Outra ideia de Freire é a “educação bancária”. O termo faz uma crítica à postura das escolas como reprodutoras da ideologia de mercado. Freire identifica algumas características comuns na relação entre educação e mercado. O conteúdo é compreendido como “produto”, os alunos são vistos como “clientes”, a vivência e o cotidiano em sala de aula são vistos como “produção” (KEIM, 2001).

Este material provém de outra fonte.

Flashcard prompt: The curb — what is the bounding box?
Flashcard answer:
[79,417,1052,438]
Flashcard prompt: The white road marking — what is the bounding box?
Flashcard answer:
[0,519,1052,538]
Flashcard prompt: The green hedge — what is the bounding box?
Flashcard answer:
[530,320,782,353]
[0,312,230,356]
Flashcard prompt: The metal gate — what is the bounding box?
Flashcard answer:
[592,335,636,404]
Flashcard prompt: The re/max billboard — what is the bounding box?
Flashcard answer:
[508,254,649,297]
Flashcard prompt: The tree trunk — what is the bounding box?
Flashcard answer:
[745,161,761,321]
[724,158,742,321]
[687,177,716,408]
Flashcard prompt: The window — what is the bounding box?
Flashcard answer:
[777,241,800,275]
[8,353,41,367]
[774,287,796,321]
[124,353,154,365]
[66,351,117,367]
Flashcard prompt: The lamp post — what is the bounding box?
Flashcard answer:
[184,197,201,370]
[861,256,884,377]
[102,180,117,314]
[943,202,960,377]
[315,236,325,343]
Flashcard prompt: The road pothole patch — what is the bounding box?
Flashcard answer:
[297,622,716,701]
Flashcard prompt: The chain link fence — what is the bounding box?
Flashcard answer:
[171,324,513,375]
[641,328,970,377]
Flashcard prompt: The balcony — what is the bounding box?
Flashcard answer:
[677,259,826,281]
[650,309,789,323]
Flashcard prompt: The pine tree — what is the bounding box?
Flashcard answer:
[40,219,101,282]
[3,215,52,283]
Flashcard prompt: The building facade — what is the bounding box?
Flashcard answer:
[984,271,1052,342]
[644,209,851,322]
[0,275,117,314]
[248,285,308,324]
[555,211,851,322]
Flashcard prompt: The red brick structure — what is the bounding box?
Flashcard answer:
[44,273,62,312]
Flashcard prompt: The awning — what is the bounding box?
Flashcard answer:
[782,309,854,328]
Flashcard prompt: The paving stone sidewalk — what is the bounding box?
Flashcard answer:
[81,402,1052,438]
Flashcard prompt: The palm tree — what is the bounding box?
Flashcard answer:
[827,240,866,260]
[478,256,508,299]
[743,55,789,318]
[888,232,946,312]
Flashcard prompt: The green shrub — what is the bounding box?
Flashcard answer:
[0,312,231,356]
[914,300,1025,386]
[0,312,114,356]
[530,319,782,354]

A proposta de Freire vê a educação como um processo que pretende tornar as pessoas capazes de interpretar a realidade, de forma a perceber as relações de opressão e exclusão. Para Freire a educação tem que ser sistêmica, ser percebida como um jogo de poder que é social, sem interações, envolvendo a ética e os costumes. Este jogo de poder não deve excluir, mas deve acolher os seguintes elementos: a ética, as emoções, os sentimentos, a política em favor da vida, a solidariedade, a autonomia, e os conhecimentos contextualizados. O que também significa diminuir a competição e afastar o discurso conformista da realidade (KEIM, 2001).

Para concluir

Percebemos a importância da abordagem da filosofia na educação, no sentido que deve haver reflexão constante sobre os objetivos e uma abordagem dialética, porém, contextualizada, a fim de proporcionar na práxis a emancipação do ser humano e permitir que o mesmo interaja com a sociedade de modo crítico, reflexivo e com atitude filosófica.

Referências:

CARNEIRO, P. F. B. Mito da caverna: uma reflexão atual. Revista Filosofia. Ed. 23, 2010. Disponível em: <http://filosofia.uol.com.br/filosofia/ideologia-sabedoria/23/mito-da-caverna-uma-reflexao-atual-178922-1.asp> Acesso em: 14 mar. 2013.
FREIRE, P. Pedagogia da autonomia. São Paulo: Paz e Terra, 1996.
FREIRE, P. Pedagogia do oprimido. 17. ed. Rio de Janeiro: Paz e Terra, 2002.
KEIM, E, J. Paulo Freire e a complexidade na educação. Dialogia – Revista do Departamento de Educação – Centro Universitário Nove de Julho, UNINOVE, v. 0. p, 32-40, 2001.
MORELL, J. C. Pensamentos Pedagógicos e Sistemas Educacionais. Londrina: Editora e Distribuidora Educacional S.A., 2014.
REALE, G. ANTISERI, D. História da filosofia: Antiga e Idade Média. v. 1. São Paulo: Paulus, 2002.
SAVIANI, D. Educação: do senso comum à consciência filosófica. 17. ed. Campinas: Autores Associados, 2007. (Coleção Educação Contemporânea).
TOMELIN, J. F.; SIEGEL, N. Filosofia geral e da educação. Caderno de estudos. Indaial: Uniasselvi, 2013.